Federal Reserve Chairman Jerome Powell has spearheaded the most radical monetary policy in American history.
From zero percent interest rates to Quantitative Easing to Corporate Security Asset Purchases to various lending facilities, to subsidizing fiscal spending programs and deficits – The Fed’s resume is not one to be proud of. Under Powell the Fed has nationalized the equity and fixed income markets and has facilitated bubbles galore. The distortions are numerous:
- Price increases across asset classes: Price inflation is only warming-up, it is not going away given the monetary expansion we have suffered to date and the further monetary expansion that is coming to fund the $4-5 trillion in Biden spending on Infrastructure and Social/vote-buying programs. The equivalent of taxation without representation.

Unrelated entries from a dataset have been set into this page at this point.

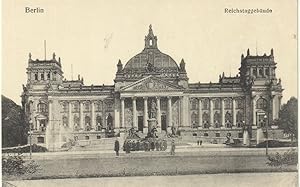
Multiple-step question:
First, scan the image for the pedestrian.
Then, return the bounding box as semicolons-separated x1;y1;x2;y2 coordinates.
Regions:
197;140;200;146
114;139;120;156
200;140;203;146
125;140;130;154
170;139;176;155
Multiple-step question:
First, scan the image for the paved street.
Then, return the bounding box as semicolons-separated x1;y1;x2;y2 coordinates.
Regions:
5;172;298;187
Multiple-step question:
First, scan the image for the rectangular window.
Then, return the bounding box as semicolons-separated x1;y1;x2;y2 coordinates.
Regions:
238;133;243;138
215;133;220;137
97;135;101;139
41;73;44;80
85;136;89;140
37;137;45;143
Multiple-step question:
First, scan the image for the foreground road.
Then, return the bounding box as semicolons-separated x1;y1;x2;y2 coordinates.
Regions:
6;172;297;187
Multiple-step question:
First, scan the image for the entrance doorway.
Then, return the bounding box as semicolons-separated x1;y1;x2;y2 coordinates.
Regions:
161;115;167;131
138;116;144;132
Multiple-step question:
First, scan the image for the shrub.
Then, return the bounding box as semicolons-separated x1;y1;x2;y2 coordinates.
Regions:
2;144;47;154
2;154;40;176
267;148;298;167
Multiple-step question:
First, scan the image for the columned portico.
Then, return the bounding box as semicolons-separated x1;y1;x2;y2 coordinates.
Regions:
79;101;84;129
232;98;236;127
221;98;225;127
167;96;172;127
91;101;95;130
68;101;73;129
198;98;202;128
121;98;125;128
209;98;213;127
132;97;137;128
143;97;148;129
252;97;256;126
156;97;161;131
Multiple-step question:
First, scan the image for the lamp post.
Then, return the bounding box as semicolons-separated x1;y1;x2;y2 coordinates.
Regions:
29;119;33;159
264;114;268;155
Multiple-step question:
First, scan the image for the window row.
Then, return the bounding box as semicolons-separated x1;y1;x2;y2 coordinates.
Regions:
33;72;57;81
191;111;244;128
60;101;113;112
190;98;244;110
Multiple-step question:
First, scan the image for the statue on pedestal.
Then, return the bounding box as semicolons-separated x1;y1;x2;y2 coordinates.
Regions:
149;99;157;119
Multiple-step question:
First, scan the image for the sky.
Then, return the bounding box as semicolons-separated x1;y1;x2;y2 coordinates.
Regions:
2;0;297;105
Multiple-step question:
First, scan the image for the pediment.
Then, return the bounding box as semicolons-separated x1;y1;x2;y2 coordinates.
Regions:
120;76;183;92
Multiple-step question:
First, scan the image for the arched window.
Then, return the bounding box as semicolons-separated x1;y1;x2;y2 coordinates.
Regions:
47;72;51;80
214;112;221;128
214;99;220;109
62;102;68;112
191;99;198;110
85;116;91;131
149;39;153;46
34;73;38;80
259;68;264;77
96;102;102;112
202;112;209;128
96;115;102;131
62;116;68;126
84;102;90;112
74;115;79;130
224;99;232;109
265;68;269;77
191;112;198;128
38;102;47;113
41;73;44;80
73;102;79;112
225;112;232;128
256;98;268;109
236;111;244;127
202;99;209;110
253;68;257;77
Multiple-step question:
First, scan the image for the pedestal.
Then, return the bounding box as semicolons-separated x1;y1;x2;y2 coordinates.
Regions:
147;118;157;132
256;128;264;144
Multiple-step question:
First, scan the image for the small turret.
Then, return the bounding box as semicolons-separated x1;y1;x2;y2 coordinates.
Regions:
180;59;186;72
117;59;123;72
247;49;250;56
270;48;274;56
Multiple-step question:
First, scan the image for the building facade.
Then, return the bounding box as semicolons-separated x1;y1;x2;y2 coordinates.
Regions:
22;25;283;150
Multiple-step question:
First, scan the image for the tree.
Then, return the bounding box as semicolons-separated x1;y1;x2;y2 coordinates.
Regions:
275;97;298;141
2;95;28;147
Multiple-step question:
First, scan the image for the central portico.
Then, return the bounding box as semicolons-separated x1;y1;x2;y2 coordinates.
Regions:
118;75;186;134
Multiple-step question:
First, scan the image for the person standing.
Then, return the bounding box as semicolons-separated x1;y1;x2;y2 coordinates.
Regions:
114;139;120;156
170;139;176;155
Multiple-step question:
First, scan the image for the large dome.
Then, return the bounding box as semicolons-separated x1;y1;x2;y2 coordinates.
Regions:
115;25;188;82
123;25;180;75
123;48;179;72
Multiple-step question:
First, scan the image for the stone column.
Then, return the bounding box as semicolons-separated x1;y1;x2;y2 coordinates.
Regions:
48;100;52;130
143;97;148;127
80;101;84;130
272;95;276;120
180;96;184;127
121;98;125;128
209;98;214;127
36;120;40;131
252;97;256;126
156;97;161;130
232;98;236;127
132;97;137;128
167;96;172;127
102;100;106;128
198;98;202;128
68;101;73;130
91;101;95;130
221;98;225;127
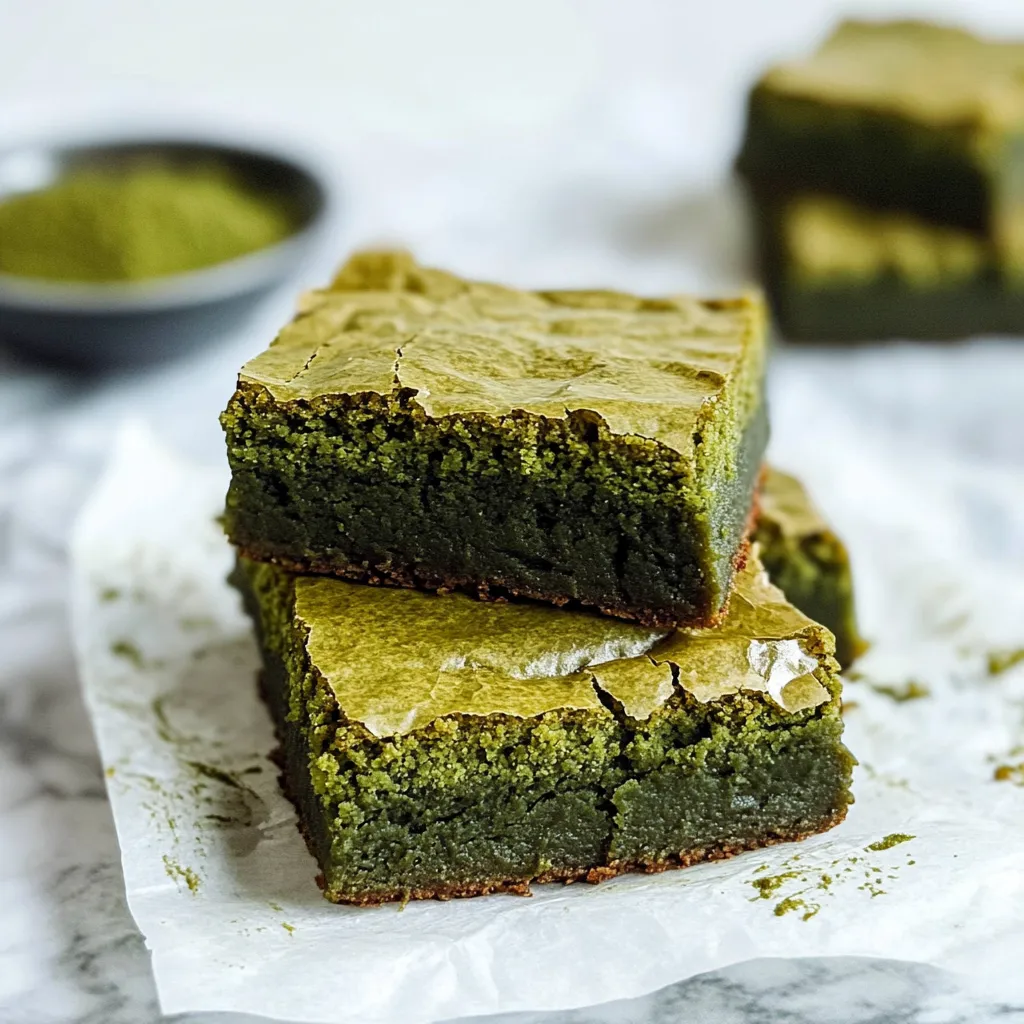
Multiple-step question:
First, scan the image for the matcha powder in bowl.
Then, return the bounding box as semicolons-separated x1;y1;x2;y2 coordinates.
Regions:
0;160;297;284
0;139;329;367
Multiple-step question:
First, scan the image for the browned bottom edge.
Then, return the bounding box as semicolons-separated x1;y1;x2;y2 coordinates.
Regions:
238;547;697;628
321;803;850;906
236;468;766;631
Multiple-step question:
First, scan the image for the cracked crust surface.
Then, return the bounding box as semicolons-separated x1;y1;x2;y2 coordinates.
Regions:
264;675;847;908
224;251;768;632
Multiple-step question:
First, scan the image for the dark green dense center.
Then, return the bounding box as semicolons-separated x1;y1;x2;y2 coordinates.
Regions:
223;387;767;625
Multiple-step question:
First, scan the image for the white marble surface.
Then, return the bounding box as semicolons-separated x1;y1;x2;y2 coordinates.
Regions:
4;1;1024;1020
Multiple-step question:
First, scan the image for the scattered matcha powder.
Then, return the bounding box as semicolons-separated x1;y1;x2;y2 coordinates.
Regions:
865;833;915;852
774;896;820;921
186;761;244;789
858;879;887;898
750;871;799;899
151;696;176;745
749;840;916;920
281;922;295;935
163;855;201;894
993;763;1024;785
750;864;832;920
870;680;930;702
988;648;1024;676
110;639;145;669
99;587;121;602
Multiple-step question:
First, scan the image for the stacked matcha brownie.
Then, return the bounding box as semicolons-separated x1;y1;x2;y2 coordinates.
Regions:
737;19;1024;341
223;250;857;904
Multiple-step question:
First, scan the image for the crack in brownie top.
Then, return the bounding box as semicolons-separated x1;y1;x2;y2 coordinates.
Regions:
237;250;763;458
293;557;831;738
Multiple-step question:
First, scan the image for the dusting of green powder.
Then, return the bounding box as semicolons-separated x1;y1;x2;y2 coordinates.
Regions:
988;648;1024;676
865;833;915;852
0;161;294;283
750;871;799;899
870;680;930;703
110;639;144;669
162;855;201;894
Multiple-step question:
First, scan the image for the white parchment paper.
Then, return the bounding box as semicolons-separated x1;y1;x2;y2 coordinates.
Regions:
71;389;1024;1024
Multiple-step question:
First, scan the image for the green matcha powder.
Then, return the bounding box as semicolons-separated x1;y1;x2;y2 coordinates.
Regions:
0;161;294;283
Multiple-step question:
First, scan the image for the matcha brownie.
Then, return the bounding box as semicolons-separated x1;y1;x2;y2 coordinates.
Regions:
751;193;1024;340
235;553;853;905
222;251;768;628
755;467;866;667
737;20;1024;262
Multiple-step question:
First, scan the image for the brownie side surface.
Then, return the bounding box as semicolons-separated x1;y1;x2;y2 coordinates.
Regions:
754;467;866;668
235;553;853;905
222;251;768;627
736;20;1024;240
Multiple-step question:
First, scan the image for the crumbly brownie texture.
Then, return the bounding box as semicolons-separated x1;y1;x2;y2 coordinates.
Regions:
222;250;768;629
754;467;866;668
736;20;1024;256
751;193;1024;340
235;553;853;905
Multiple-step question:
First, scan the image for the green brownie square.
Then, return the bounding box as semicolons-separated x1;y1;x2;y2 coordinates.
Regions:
234;553;853;905
222;250;768;628
754;467;866;667
737;19;1024;265
750;192;1024;340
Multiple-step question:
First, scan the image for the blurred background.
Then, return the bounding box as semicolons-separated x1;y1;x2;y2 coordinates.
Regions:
4;0;1024;442
3;1;1024;1021
2;0;1024;458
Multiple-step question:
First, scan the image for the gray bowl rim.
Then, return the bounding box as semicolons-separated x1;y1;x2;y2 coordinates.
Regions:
0;135;333;314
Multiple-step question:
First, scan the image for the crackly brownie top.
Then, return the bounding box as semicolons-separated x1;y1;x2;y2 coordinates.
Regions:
237;250;764;457
759;467;833;541
293;556;832;738
780;194;986;285
761;20;1024;129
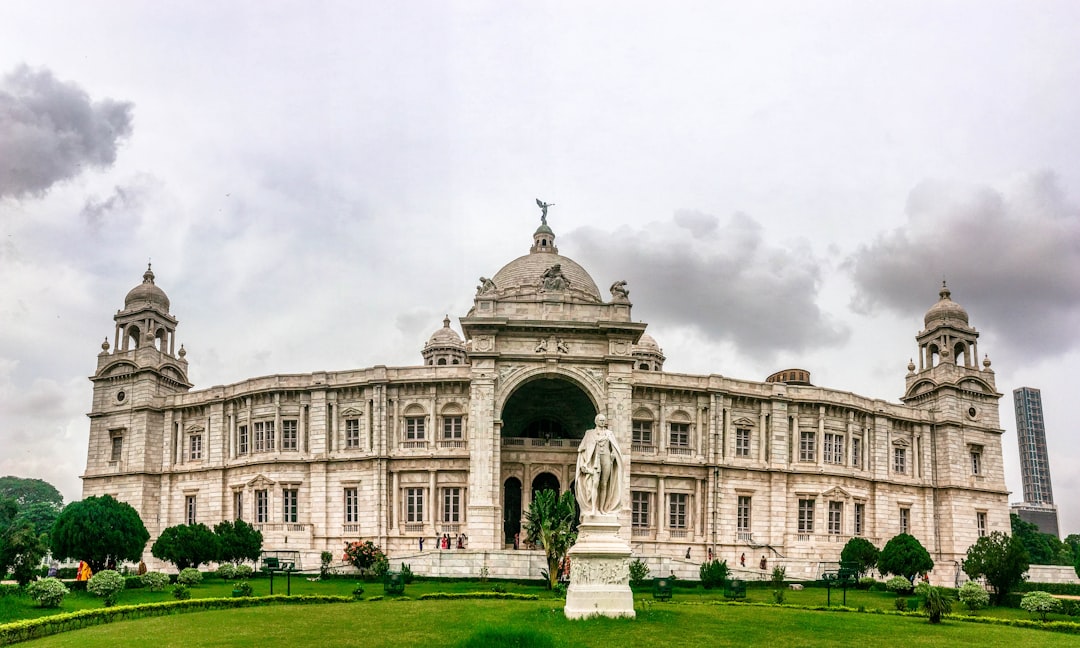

- Pseudo-asset classes: Does anyone believe The Fed will allow Bitcoin/crypto to survive with a digital dollar coming, or that NFT plays would exist were it not for incomprehensible policies such as paying people to stay home and gamble on pseudo-assets?
- “Through the roof” housing prices despite low labor participation: Housing prices are at record levels despite the civilian labor force participation rate near a record low.
- Record Public Debt to GDP levels: Public Debt to GDP stands at approximately 130% and is poised to go significantly higher from this point forward.
- Overvalued equity market: We have had multiple conversations with would-be acquirers who have chosen to remain on the sidelines rather than overpay knowing that valuations will ultimately head lower – especially Technology company valuations.
- Savers be damned: Good luck to Main Street savers and Wall Street fixed income investors given the near zero nominal fed funds rate, which of course translates to negative real interest rates.
The Fed taper is coming. The eventual nominal interest rate hike is a joke. The longer Powell and the Fed wait to taper (Powell is clearly campaigning for his job to be renewed in February rather than make the economic calls that need to be made), the more abrupt/steep the tapering process will be. We recommend that the Fed taper immediately. It is 100% illogical for The Fed to have ultra-easy policy as it relates to mortgages for example given the backdrop of an over-heated housing market. Stop all MBS purchases and allow mortgage rates and housing prices to find equilibrium. Do the same with Treasuries and allow yields to climb. Take interest rates up. To the latter point – who is the Fed kidding? With public debt at 130% of GDP and multi-trillion dollar fiscal deficits, it is not as though The Fed can take interest rates to 5% or more. Were that to happen Treasury would be required to default on one or more entitlement programs in order to service the interest on the public debt.